Underneath my yellow skin

My particular brand of neurospicy

For the first twenty years of my life, I felt like I was an alien without the manual for being human. Part of that  was because I was the kid of two immigrants who did not want to be in America. Or rather, one of them did not  want to be, and he was the king of the castle. We had very little interaction with American culture as my parents spoke Taiwanese at hom (to each other, but not to my brother and me), had only Taiwnaese friends, and did not watch any American TV. We did not go to the movies or listen to the radios. My father demanded Taiwanese food, and my brother and I wanted American food. We preferred pizza, mac and cheese, and the like.

Side note: My favorite part about church was that we went to a fast food restaurant afterwards. Usually McDonald’s or Burger King, but sometimes arby’s or Wendy’s. Then, for one glorious meal, I could eat a delicious Big Mac or a chicken parm (at BK) or a roast beef sandwich without being shamed for it.

Side note II: For decades, I thought my mother liked cole slaw and always gave her mine when we went to Kentucky Fried Chicken. Turns out she did not, but she felt she had to eat it because she did not want it to go to waste.

I did not realize that I was also just…diffreent. I didn’t think of things in the way other people did, but I didn’t know why or how to correct it. For example, other girls liked to play with dolls; I never did. I like stuffed animals because you could cuddle them and they felt squicshy and comforting. I didn’t realize until much later that this was because of my sensory issues, but I always felt better after hugging a plushie.

I also felt as if other kids were talking to each other in a language I could not undrestand. I remember going through the motions and hoping that no one would notice that I did not know what the hell I was doing.
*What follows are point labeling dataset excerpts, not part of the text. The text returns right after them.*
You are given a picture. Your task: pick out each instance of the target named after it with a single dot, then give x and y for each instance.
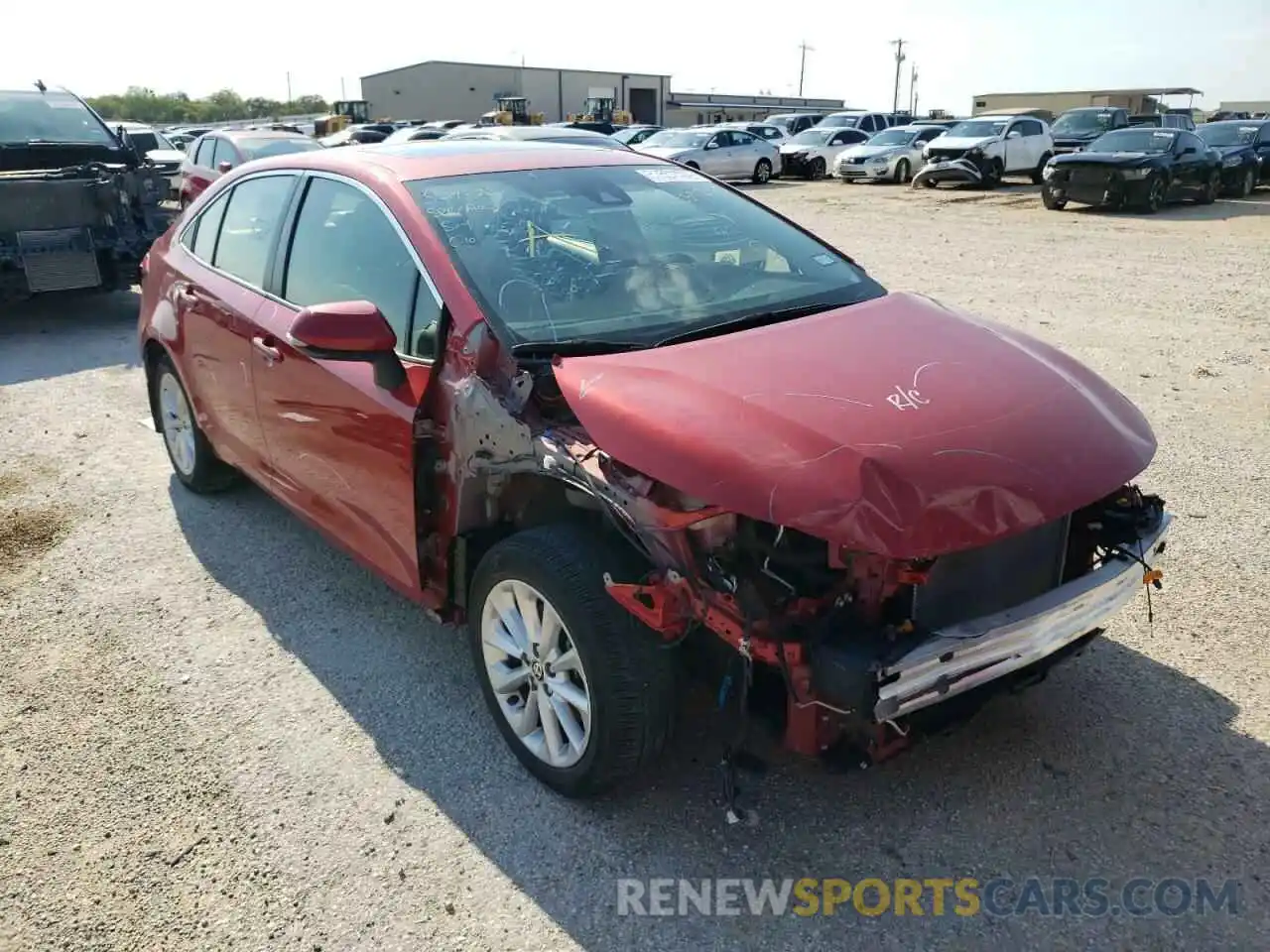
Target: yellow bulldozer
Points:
(601, 109)
(344, 113)
(512, 111)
I basically shut up and didn’t say anything that would make me a target.

In addition, my father had a weird idea of what was supposed to be kept ‘secret’. The example I always give is when I was a kid, he and my mother were out playing tennis with some friends. Another woman from church called and asked for my father. I said that he was playing tennis with some friends and thought nothing of it.

When they got home, I told my father about his friend calling and mentioned that I had said he was playing tennis with some friends. He lost his mind and yelled at me for telling her where he was. I was befuddled and a bit scared because I had no idea why he was so angry with me. He claimed I should not have told the woman what he was doing because she had lost face because of it. I had no idea what he meant. I figured it out years later that somehow, it was disparaging her not to be invited to a tennis outing with church friends.

Even later, I realized that it went deeper than that. She was probably either an ex-mistress or more likely, a prospective mistress-to-be. In other words, he wanted to keep her dangling on the hook.

This interaction with my father epitomized his mentality–everything is secretive. You don’t tell anything to anyone outside the family–nothing! It didn’t matter how seamingly innocuous it is, you keep it to yourself. Otherwise, you bring shame to the family. That was my father’s overweening mantra–don’t bring shame to the family. Except, only he knew what that meant. He didn’t bother to convey his expectations to my brother and me–but he sure let us know when we did something he deemed wrong.

I remember what I was going to call this! Something about my filters being wrong. The word ‘filters’ was definitely in the title. It completely left my mind and left ‘flaws’ in its place, which might be a Freudian slip. The point is that Ihave filters, but they are broken. Or they are simply wrong for polite society.

For example. I don’t understand why we can’t talk about death honestly. I mean, I know whiy, but it’s not something I truly get. I died twice, and it’s not something I feel I can bring up. I have the attitude that it’s a thing that happened to me and I should be able to talk about it plainly. But I don’t know how to do it without making people uncomfortable–which I don’t  want to do.

Another thing is that I have reclaimed the word fat and now deem it neutral. For real. And I wish the rest of society would catch up with me. But, no. It’s a negative word in America, which is irritating to me. In Taiwan, you can comment on someone’s weight, but being fat is considered a moral failing there even more than here.

One big filter I have to keep firmly in place is not showing my incredulity when other people are showing honest emotions about things I saw coming a mile away. I am able to perceive things that other people can’t, and I take it for granted until someone else freaks out over something I see as inevitable. The biggest example is 9-1-1. When other people were crying and saying they couldn’t understand how it happened in America, i could only shake my head. Given how we had treated people in the Middle East and everything else that was happening at the time, I’m only surprised it didn’t happen earlier. I’m not saying it wasn’t a terrible tragedy; it was. But it wasn’t exactly surprising that it happened, at least not to me.

On a more granular level, I can do the same tihng with people. I know what they’re thinking and doing even if they themselves don’t. I rarely tell people about themselves, though, because they really, really don’t like it. My brother is one of the few people I can be blunt with because he doesn’t take offense.

For the most part, I keep my opinions to myself or carefully edit them because I don’t know where the line is drawn and it seems to keep moving. I suspect it’s a dance I’ll have to do for the rest of my life.